Now, in Star Trek: Strange New Worlds season 3, episode 1, "Hegemony, Part II", which is directed by Chris Fisher and written by Davy Perez Captain Christopher Pike (Anson Mount) and the remaining USS Enterprise crew members are able to track the Gorn—and their missing people—to the Gorn homeworld.
They find the Gorn ship obscured by the gravity well between two binary stars, but still need a solution to save everyone and minimize casualties. Before Star Trek: Discovery's two-part series premiere, "The Vulcan Hello" and "Battle of the Binary Stars", the Vulcans had greeted the Klingons with violence, a language that the Vulcans—and Commander Michael Burnham—believed the Klingons understood better than Starfleet diplomacy.
Captain Philippa Georgiou (Michelle Yeoh) disagreed; Starfleet never fires first. Instead of respecting the chain of command, Burnham defied orders with actions that led directly to Georgiou's death, the Federation-Klingon War, and Burnham's own downfall as Starfleet's first documented mutineer.
How Strange New Worlds’ Season 3 Premiere Echoed Star Trek: Discovery’s Series Premiere
Binary Stars, A Powerful Enemy, And A Starfleet Officer With Restrictive Orders
The Klingons and the Gorn both outmatch the USS Shenzhou and the USS Enterprise, respectively, and Burnham and Pike are both expected to just wait it out.
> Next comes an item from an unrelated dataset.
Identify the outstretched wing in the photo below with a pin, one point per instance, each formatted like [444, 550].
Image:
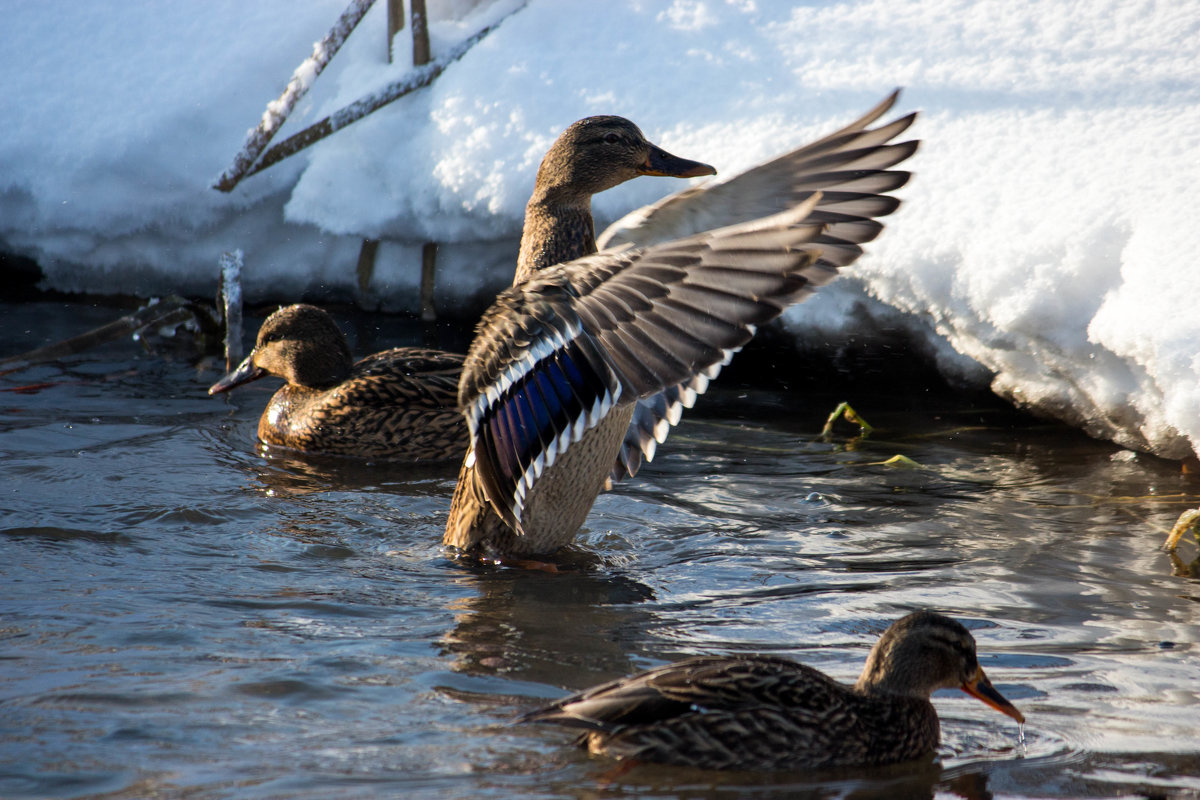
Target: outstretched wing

As a human xenoanthropologist raised by Vulcans, Burnham's solution to dealing with the Klingons in Star Trek: Discovery's premiere is based on her own expertise as well as the culture she grew up with.
There's an inherent logic in the Vulcans' solution to keeping the heavily-armed Klingon forces at bay that matches Burnham's own understanding of meeting alien cultures on their own terms. But as Captain Georgiou points out, violence cannot be Starfleet's opening salvo. When Burnham acts on her own, it starts the Klingon War.
Star Trek: Strange New Worlds' season 3 premiere puts Pike and the Enterprise in a similar bind. Pike's official orders from Admiral Robert April (Adrian Holmes) are to patrol the demarcation line set by the Gorn, because Pike going in hot against the Gorn would surely incite a war—and Starfleet is still recovering from Commander Burnham's mistake.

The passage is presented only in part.